Comment by jFriedensreich

1 month ago

I dont know how to feel about being the only one refusing to run yolo mode until the tooling is there, which is still about 6 months away for my setup. Am I years behind everyone else by then? You can get pretty far without completely giving in. Agents really dont need to execute that many arbitrary commands. linting, search, edit, web access should all be bespoke tools integrated into the permission and sandbox system. agents should not even be allowed to start and stop applications that support dev mode, they edit files, can test and get the logs what else would they need to do? especially as the amount of external dependencies that make sense goes to a handful you can without headache approve every new one. If your runtime supports sandboxing and permissions like deno or workerd this adds an initial layer of defense.

This makes it even more baffling why anthropic went with bun, a runtime without any sandboxing or security architecture and will rely in apple seatbelt alone?

You use YOLO mode inside some sandbox (VM, container). Give the container only access to the necessary resources.

  • But even then, the agent can still exfiltrate anything from the sandbox, using curl. Sandboxing is not enough when you deal with agents that can run arbitrary commands.

    • What is your threat model?

      If you're worried about a hostile agent, then indeed sandboxing is not enough. In the worst case, an actively malicious agent could even try to escape the sandbox with whatever limited subset of commands it's given.

      If you're worried about prompt injection, then restricting access to unfiltered content is enough. That would definitely involve not processing third-party input and removing internet search tools, but the restriction probably doesn't have to be mechanically complete if the agent has also been instructed to use local resources only. Even package installation (uv, npm, etc) would be fine up to the existing risk of supply-chain attacks.

      If you're worried about stochastic incompetence (e.g. the agent nukes the production database to fix a misspelled table name), then a sandbox to limit the 'blast radius' of any damage is plenty.

      1 reply →

    • It depends on what you're trying to prevent.

      If your fear is exfiltration of your browser sessions and your computer joining a botnet, or accidental deletion of your data, then a sandbox helps.

      If your fear is the llm exfiltrating code you gave it access to then a sandbox is not enough.

      I'm personally more worried about the former.

      5 replies →

    • The whole point of the sandbox is that you don’t put anything sensitive inside of it. Definitely not credentials or anything sensitive/confidential.

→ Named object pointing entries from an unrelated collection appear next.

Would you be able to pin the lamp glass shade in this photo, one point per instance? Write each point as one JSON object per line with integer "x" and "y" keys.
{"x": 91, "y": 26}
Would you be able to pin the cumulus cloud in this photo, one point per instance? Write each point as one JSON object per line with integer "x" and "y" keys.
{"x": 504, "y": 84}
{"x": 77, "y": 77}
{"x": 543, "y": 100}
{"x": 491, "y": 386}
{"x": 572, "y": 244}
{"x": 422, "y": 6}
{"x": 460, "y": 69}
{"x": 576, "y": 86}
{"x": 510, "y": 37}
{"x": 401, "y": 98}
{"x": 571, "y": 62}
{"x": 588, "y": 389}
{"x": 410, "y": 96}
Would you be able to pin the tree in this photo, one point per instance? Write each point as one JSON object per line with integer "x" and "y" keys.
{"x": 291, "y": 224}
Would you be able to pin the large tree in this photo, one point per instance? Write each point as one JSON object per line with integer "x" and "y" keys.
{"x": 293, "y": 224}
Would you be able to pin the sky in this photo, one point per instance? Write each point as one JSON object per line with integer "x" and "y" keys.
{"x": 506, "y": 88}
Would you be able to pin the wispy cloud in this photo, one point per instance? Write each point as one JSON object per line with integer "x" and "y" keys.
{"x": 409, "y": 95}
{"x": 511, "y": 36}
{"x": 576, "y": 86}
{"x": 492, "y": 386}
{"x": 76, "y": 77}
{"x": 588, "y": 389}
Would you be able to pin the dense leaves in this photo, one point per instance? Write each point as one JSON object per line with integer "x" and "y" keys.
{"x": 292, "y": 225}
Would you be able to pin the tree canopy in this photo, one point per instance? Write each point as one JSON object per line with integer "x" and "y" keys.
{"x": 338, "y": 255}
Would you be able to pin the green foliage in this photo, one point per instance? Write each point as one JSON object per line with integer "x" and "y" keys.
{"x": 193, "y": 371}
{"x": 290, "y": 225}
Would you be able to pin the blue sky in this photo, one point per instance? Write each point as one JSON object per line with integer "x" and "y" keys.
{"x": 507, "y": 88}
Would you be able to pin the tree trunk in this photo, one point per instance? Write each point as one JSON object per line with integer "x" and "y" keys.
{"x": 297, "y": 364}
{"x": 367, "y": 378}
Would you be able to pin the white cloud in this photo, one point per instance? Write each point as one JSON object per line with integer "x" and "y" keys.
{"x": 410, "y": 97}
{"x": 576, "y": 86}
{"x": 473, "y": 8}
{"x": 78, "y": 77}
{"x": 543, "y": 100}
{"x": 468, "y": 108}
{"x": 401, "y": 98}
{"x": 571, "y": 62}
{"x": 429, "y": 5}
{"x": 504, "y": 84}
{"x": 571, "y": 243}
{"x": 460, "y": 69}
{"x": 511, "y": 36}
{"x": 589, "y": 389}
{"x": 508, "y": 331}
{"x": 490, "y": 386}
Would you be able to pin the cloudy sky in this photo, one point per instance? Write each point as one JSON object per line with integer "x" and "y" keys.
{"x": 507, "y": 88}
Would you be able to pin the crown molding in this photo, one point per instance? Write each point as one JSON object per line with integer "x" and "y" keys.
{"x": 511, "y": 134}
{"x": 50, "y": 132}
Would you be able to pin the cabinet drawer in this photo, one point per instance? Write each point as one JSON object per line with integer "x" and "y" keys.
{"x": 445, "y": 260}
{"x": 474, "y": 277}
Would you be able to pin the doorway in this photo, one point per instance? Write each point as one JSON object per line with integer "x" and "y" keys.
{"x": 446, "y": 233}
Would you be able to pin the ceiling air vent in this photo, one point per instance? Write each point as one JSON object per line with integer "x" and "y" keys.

    • That depends on how you configure or implement your sandbox. If you let it have internet access as part of the sandbox, then yes, but that is your own choice.

      1 reply →

  • Right idea but the reason people don't do this in practice is friction. Setting up a throwaway VM for every agent session is annoying enough that everyone just runs YOLO on their host.

    I built shellbox (https://shellbox.dev) to make this trivial -- Firecracker microVMs managed entirely over SSH. Create a box, point your agent at it, let it run wild. You can duplicate a box before a risky operation (instant, copy-on-write) and delete it after.

    Billing stops when the SSH session disconnects.

    No SDK, no container config, just ssh. Any agent that can run shell commands works out of the box.

  • apart from nearly no one using vms as far as i can tell, even if they were, a vm does not magically solve all the issues, its just a part of the needed tools.